Effects of Trichoderma harzianum Fertilizer on the Soil Environment of Malus hupehensis Rehd. Seedlings under Replant Conditions

• Published in: HortScience
• Main Authors: Rong Zhang, Zhubing Yan, Yikun Wang, Xuesen Chen, Chengmiao Yin, Zhiquan Mao
• Format: Article
• Language: English
• Published: American Society for Horticultural Science (ASHS) 2021-08-01
• Subjects: apple replant disease; biocontrol fungi; real-time fluorescence–quantitative polymerase chain reaction; soil phenolic acids
• Online Access: https://journals.ashs.org/hortsci/view/journals/hortsci/56/9/article-p1073.xml

A pot experiment was performed to investigate the effects of Trichoderma harzianum on the root morphology of Malus hupehensis Rehd. seedlings and their soil environment under replant conditions. The experiment consisted of four treatments: continuously cropped soil (CK1), methyl bromide fumigation (CK2), carrier substrate control (T1), and T. harzianum fertilizer (T2). Plant growth parameters, soil phenolic acid content, abundance of soil microorganisms, and root respiration rate were measured. Compared with CK1, plant height, basal diameter, and fresh weight were 34.58%, 27.55%, and 32.91% greater in T2; 11.35%, 12.10%, and 18.33% greater in T1; and 54.34%, 57.64%, and 45.74% greater in CK2. These metrics were significantly higher in the CK2 treatment than in the other treatments. The second highest values were recorded in the T2 treatment. Differences in root architecture were consistent with differences in biomass.

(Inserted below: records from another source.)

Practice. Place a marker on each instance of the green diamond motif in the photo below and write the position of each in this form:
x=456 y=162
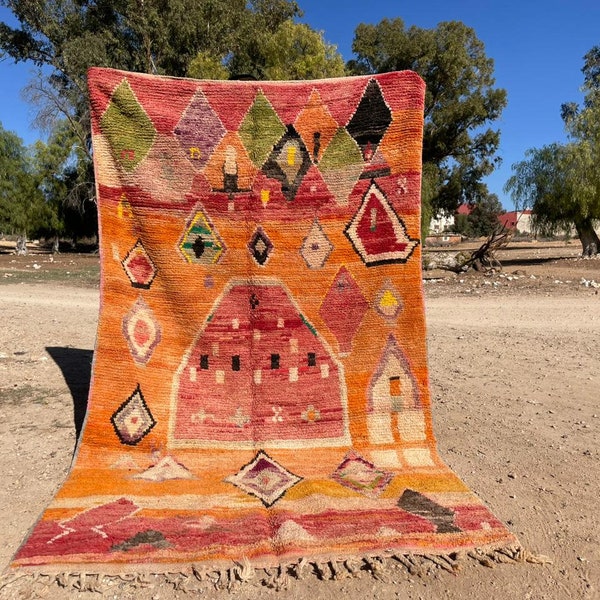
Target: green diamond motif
x=201 y=243
x=260 y=130
x=341 y=152
x=127 y=127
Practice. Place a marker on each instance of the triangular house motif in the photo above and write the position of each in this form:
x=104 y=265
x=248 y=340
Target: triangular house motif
x=239 y=383
x=377 y=233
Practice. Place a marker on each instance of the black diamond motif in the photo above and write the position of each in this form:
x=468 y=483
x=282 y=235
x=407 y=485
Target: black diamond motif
x=133 y=420
x=260 y=246
x=288 y=163
x=370 y=121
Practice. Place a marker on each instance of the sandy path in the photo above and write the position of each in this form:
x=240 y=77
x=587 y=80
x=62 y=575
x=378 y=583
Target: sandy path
x=515 y=387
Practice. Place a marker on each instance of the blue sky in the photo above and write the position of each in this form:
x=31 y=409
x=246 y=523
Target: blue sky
x=537 y=47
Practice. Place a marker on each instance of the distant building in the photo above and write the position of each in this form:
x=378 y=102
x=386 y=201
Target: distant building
x=441 y=223
x=519 y=220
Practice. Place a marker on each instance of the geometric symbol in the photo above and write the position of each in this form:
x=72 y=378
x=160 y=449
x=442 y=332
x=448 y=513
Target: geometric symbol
x=127 y=127
x=288 y=163
x=370 y=121
x=141 y=331
x=239 y=382
x=149 y=537
x=311 y=414
x=165 y=469
x=393 y=387
x=96 y=519
x=229 y=168
x=201 y=244
x=199 y=130
x=264 y=478
x=316 y=247
x=376 y=232
x=139 y=266
x=360 y=475
x=343 y=308
x=133 y=420
x=316 y=126
x=378 y=167
x=341 y=165
x=418 y=504
x=388 y=302
x=260 y=129
x=260 y=246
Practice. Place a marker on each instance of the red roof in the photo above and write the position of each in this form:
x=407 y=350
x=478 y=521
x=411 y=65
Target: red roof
x=464 y=209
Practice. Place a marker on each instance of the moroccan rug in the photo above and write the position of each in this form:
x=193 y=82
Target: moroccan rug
x=260 y=393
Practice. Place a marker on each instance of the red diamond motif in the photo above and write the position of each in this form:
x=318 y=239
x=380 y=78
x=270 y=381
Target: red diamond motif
x=139 y=267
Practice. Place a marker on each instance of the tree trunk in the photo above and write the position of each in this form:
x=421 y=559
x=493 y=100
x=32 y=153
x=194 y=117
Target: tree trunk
x=21 y=246
x=588 y=237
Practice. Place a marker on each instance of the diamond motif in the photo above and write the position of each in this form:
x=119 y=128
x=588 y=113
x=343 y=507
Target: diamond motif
x=316 y=247
x=341 y=165
x=201 y=243
x=316 y=126
x=288 y=163
x=199 y=131
x=261 y=129
x=377 y=233
x=127 y=127
x=343 y=309
x=264 y=478
x=388 y=302
x=360 y=475
x=370 y=121
x=260 y=246
x=139 y=267
x=133 y=420
x=141 y=331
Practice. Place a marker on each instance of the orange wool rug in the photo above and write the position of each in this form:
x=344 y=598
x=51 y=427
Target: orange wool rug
x=260 y=392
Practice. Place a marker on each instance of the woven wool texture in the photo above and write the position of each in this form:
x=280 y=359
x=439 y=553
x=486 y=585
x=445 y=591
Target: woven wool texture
x=260 y=386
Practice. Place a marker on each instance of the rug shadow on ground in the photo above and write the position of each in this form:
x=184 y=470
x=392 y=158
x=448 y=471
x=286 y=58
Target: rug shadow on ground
x=76 y=367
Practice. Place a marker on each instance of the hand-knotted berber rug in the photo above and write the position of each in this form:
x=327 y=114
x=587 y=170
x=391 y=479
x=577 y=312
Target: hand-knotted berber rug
x=260 y=391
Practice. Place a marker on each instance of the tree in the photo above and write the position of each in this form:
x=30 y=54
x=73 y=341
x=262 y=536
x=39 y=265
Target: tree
x=555 y=182
x=458 y=146
x=62 y=176
x=21 y=204
x=561 y=182
x=66 y=37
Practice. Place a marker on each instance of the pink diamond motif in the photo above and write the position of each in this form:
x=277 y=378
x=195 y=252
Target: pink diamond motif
x=343 y=309
x=199 y=131
x=139 y=267
x=133 y=420
x=142 y=331
x=264 y=478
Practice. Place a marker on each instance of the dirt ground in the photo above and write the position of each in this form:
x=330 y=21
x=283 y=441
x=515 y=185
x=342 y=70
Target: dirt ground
x=513 y=363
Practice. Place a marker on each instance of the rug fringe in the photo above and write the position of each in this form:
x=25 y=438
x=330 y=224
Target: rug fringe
x=242 y=572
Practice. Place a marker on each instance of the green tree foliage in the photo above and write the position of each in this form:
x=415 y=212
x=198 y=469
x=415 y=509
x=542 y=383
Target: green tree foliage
x=459 y=148
x=22 y=209
x=561 y=182
x=64 y=178
x=292 y=51
x=206 y=38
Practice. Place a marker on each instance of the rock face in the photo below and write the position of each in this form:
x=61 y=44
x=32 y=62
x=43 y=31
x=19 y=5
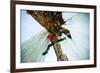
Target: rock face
x=52 y=21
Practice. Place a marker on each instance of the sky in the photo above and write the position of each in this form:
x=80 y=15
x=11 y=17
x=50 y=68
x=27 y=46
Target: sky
x=76 y=49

Application of T. harzianum fertilizer was associated with increases of 45.45%, 120.06%, 86.44%, and 268.29% in the activities of the antioxidant enzymes superoxide dismutase (SOD), peroxidase (POD), catalase (CAT), and ascorbate peroxidase (APX), respectively, and there was little difference between T2 and CK2. The contents of phlorizin and phloretin were 39.39% and 51.70% less in T2, respectively, and 17.85% and 18.14% less in T1, respectively, compared with CK1. Trichoderma harzianum fertilizer increased the abundance of bacteria and actinomycetes while decreasing that of fungi. The gene copy numbers of Fusarium oxysporum and Fusarium moniliforme were 64.30% and 49.35% less, respectively, in the T2 treatment. The fungus population and the gene copy number of Fusarium oxysporum and Fusarium moniliforme was the least in CK2 because of the good sterilization effect. The T. harzianum fertilizer showed satisfactory effects in promoting the root growth of M. hupehensis, increasing the root resistance, decreasing the soil phenolic acid content, and significantly reducing the gene copy number of F. oxysporum and F. moniliforme. In summary, T. harzianum fertilizer is an effective and green alternative for the prevention and control of apple replant disease (ARD).